Published Nov 13th, 2018 9:02PM EST
jupiter photo
Image: NASA/JPL-Caltech/SwRI/MSSS/Gerald Eichstädt/Seán Doran

Hey, want a cup of coffee? I don’t actually have one to give you, but it’s a nice intro to talk about NASA’s latest photo of gas giant and ruler of our Solar System, Jupiter. Juno, the trusty probe that is currently cruising around Jupiter and helping scientists study the planet, delivered a pretty stunning new image recently, and boy does it look tasty.

The image, which was captured on October 29th, shows Jupiter’s towering cloud tops in high detail. Those swirling storms stretch deep into the planet, but up top they look like a delicious latte with cream and caramel.

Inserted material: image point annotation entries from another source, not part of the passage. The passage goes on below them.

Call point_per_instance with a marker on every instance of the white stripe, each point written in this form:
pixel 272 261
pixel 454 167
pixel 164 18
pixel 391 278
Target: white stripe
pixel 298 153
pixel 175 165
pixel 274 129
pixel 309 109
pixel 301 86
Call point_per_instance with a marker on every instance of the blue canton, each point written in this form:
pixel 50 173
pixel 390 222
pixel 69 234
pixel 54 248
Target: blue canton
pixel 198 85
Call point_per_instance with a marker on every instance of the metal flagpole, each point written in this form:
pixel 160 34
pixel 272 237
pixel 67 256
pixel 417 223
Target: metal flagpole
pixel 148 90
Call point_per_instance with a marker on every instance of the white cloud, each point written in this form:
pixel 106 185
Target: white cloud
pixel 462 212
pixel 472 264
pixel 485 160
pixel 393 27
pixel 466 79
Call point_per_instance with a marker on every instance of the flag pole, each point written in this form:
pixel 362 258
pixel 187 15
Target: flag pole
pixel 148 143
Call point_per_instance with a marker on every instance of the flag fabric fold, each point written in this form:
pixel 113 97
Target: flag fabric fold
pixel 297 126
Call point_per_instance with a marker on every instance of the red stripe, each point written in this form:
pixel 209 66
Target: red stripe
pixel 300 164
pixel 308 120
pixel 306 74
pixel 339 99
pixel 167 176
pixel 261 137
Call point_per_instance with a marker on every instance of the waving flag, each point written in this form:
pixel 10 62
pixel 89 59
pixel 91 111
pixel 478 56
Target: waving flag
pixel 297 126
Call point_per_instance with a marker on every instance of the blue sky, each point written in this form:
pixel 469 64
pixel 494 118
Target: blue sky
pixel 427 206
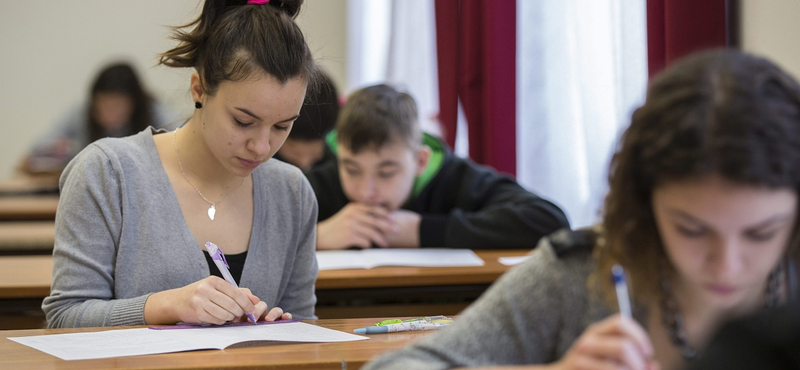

And don’t argue with me about that.

“A multitude of magnificent, swirling clouds in Jupiter’s dynamic North North Temperate Belt is captured in this image from NASA’s Juno spacecraft,” NASA says in a post. “Appearing in the scene are several bright-white “pop-up” clouds as well as an anticyclonic storm, known as a white oval.”

The photo that Juno delivered didn’t look exactly like the one you see here. Images that are fed to NASA’s JunoCam website often go through additional processing and enhancements by citizen scientists, helping to bring out the contrast of the various features.

Recent research into Jupiter’s workings have revealed that the planet’s massive storms stretch even deeper into the planet than anyone previously thought. Scientists have always known that the storms dwarfed anything on Earth in terms of vertical size but the discovery that the storms actually span 200 miles from the upper atmosphere towards the inside of the planet is seriously mind blowing.

Juno is currently past its original planned mission duration. It was expected to last seven years, but is now over three months past that milestone. With the spacecraft still working just fine, NASA has decided to extend its mission until at least mid-2021, so expect plenty more awesome images of the colossal planet in the coming months and years.